Booking platforms are flooded with reviews to the point it can be hard to know what reviews to trust. We are replacing what we believe to be a broken customer review system with the Plum Test; an independent, reliable, trustworthy and consistent review system. We have nothing against reviews. But we believe it is our responsibility to take the hit-and-miss out of renting a home.
We take the responsibility of guaranteeing quality away from customer reviews. We believe the future of decision making online will be through expert-led science, not just customer reviews.
TR: Looking at the technology that The Plum Guide typically work with, what sort of challenges, if any, have you experienced when recruiting for The Plum Guide?

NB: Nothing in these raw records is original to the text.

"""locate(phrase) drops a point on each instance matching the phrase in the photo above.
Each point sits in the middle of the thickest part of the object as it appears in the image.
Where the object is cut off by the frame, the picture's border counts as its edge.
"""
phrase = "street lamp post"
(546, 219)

SM: We are big believers in Test Driven Development. Our tech is in a very good place. The main issue for us has been growing at the speed we want to whilst retaining our software engineering standards & culture. The market itself its naturally contract heavy, so I think its important to not just hire the first perm FE developer you speak so you can keep to your hiring metrics. Quality > Quantity!

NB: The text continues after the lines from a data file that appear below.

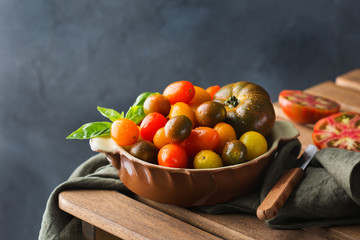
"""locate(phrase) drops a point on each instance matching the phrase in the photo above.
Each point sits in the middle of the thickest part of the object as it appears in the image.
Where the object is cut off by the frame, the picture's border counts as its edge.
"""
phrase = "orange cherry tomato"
(181, 108)
(201, 138)
(226, 133)
(181, 91)
(201, 95)
(160, 138)
(150, 124)
(212, 90)
(173, 155)
(124, 132)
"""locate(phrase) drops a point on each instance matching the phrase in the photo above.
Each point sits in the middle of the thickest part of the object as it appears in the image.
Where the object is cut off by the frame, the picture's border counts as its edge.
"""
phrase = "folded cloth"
(95, 173)
(328, 195)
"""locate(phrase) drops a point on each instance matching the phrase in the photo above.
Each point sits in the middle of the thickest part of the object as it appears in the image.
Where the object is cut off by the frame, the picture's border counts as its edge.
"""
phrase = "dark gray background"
(59, 60)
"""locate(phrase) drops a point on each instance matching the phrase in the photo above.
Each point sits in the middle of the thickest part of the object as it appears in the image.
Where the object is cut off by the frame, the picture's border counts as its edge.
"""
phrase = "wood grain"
(231, 226)
(349, 80)
(279, 193)
(125, 217)
(348, 98)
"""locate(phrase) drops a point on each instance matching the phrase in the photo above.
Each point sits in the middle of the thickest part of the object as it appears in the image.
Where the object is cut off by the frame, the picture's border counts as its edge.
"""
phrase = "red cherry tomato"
(212, 90)
(150, 124)
(302, 107)
(181, 91)
(340, 130)
(173, 155)
(201, 138)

TR: In regard to your candidates; front and back-end developers, DevOps, architects and so on, what sort of attitudes are you seeing when they come into The Plum Guide from their usual fin-tech and blockchain backgrounds?

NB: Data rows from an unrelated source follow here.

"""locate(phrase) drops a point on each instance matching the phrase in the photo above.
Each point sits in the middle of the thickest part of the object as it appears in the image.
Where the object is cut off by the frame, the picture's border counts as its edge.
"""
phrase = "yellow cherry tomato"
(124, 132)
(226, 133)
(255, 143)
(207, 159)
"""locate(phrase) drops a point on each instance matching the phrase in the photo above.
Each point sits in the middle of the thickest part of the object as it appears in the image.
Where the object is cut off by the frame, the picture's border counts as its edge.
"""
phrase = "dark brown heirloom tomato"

SM: All the feedback I have had has been very positive. Our online brand isn’t massive but what’s out there is very positive. There’s arguably not such a buzz around blockchain anymore, with the cryptocurrency falling, but it’s definitely still a popular industry.
At the end of the day it all comes down to experience, for example, someone with fin-tech experience would be really well placed in our payments systems. You can definitely always use what you’ve been working on moving forward.
TR: What are the plans for the future of The Plum Guide? How do you think the business appeals to your tech candidates?
SM: The journey so far has been good, we are just over 3 years old, so we’re still relatively young as a company. The non-tech side of the business grew by 350% last year, so that gives you an idea of how quickly we’re scaling. Now it is time to scale the tech side of the business.
We’re in a position where everything we are doing now works great, and if we didn’t have the ambition to grow, we could keep at the level that we are and wouldn’t have any issues – we’d be a successful, profitable business. However, our sights are set higher than that, and we’re offering accommodation in at least 12 new cities in the next 12 months, and with this obviously scale is an issue.
We currently have a lot of in-house tools to help us on the way, so we are innovating towards our needs as we progress. It’s just a case of ensuring that we can continue doing everything that we’re doing and bringing that up to a much larger scale.
Obviously with The Plum Guide being a start-up as well, you occasionally have the element of many hats needing to be worn – you might come in as a front-ender for us, but if you have interest in the back-end there would 100% be a time where we could support your learning and development within backend. It’s all just part of being in a start-up.
Once again, this structure appeals to the type of people that we want within the business. It doesn’t mean ridiculously late nights and not getting paid on time, it just means that you get exposure to areas of the business that you wouldn’t necessarily get elsewhere.
TR: Thanks Sam, one final question, what is that The Plum Guide has done that has contributed to its rapid growth?
SM: Believing your mission – 100%! Many people have had what they perceive to be a great idea that has been shot down by someone along the way. Everybody has their own ideas and their own way of doing things.
So, if you have an idea that you genuinely think could be successful, go after it 100%. You get to a point, where you will have trusted advisors and if you are going to do something within an area of specific knowledge that they have, then they can certainly advise what would be best to do, but by all means have some identity.